Are the tabs for these columns still there? In that case, there should
be an empty string in there. Something like this should work then:
Y = foreach X generate
(A == '' ? null : A),
(B == '' ? null : B),
...
Otherwise, you could load the full line using TextLoader and then use
STRSPLIT on it to extract your columns. That allows you to check if E
and F are present.
Best,
-Sven
On Wed, May 25, 2011 at 3:43 PM, Arun Chandy Thomas
<[email protected]> wrote:
> Thanks for the quick reply, but my question is a little different.

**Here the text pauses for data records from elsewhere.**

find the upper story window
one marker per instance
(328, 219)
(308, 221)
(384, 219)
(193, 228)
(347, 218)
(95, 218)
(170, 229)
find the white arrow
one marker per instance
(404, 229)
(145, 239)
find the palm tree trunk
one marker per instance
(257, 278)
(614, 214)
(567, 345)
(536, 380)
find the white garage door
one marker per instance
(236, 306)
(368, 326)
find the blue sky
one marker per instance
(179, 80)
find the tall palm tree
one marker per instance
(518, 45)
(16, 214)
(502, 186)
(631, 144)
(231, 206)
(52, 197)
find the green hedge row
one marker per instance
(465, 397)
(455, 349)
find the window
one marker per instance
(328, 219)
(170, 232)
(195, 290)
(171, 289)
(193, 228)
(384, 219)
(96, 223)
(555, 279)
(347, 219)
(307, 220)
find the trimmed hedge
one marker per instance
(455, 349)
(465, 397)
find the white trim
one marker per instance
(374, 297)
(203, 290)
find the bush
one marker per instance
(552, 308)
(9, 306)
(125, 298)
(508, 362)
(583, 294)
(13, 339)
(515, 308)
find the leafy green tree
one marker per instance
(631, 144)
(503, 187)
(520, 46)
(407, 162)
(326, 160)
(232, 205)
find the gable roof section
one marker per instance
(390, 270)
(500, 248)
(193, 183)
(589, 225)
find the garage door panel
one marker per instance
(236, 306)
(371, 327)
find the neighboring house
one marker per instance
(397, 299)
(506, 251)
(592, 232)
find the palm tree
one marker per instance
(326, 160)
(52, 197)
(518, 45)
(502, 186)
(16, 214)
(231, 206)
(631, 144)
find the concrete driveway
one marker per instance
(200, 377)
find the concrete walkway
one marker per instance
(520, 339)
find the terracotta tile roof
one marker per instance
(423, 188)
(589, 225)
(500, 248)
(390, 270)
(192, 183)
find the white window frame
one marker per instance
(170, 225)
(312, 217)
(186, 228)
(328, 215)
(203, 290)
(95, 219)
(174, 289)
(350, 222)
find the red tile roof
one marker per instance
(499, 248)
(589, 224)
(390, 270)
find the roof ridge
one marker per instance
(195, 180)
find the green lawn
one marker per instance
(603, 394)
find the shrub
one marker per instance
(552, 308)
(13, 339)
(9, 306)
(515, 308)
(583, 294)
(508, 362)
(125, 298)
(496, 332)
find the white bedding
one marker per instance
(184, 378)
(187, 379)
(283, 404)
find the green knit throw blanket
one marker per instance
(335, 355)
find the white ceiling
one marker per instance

> I am sorry if i am not clear in my initial post.
>
> I want the Pig script to consider E and F as null if the values are not
> present in the input line.
>
> So basically all the lines should be loaded while firing :
>>> A= load '$in_dir' using PigStorage('\t') as (A, B,C,D,E,F);
>
> irrespective of whether any of the fields are null or not.
>
> How can we achieve this?
>
> Thanks & Regards,
> Arun
> On May 25, 2011, at 3:35 PM, Alan Gates wrote:
>
>> No, but you can make it by adding:
>>
>> B = filter A by E is not null;
>>
>> Alan.
>>
>> On May 25, 2011, at 3:22 PM, Arun Chandy Thomas wrote:
>>
>>> Hi ,
>>>
>>> I am trying to use pig to aggregate data from an applications log lines.
>>>
>>> Most of the data in the input file have the following format:
>>> A B C D E F
>>>
>>> I am aggregating the data as follows:
>>>
>>> A= load '$in_dir' using PigStorage('\t') as (A, B,C,D,E,F);
>>> D = group A by (A, B,C,D,E,F);
>>> E = FOREACH D GENERATE FLATTEN(group) as (A, B,C,D,E,F ),COUNT(A) as hit
>>> STORE E INTO '$in_dir._1' using PigStorage('\t');
>>>
>>> In some cases i see the input lines are only : A B C D
>>> (E,F columns are missing)
>>> Would the pig script ignore such lines.
>>>
>>> Thanks & Regards,
>>> Arun
>>
>
>
--
http://sites.google.com/site/krasser/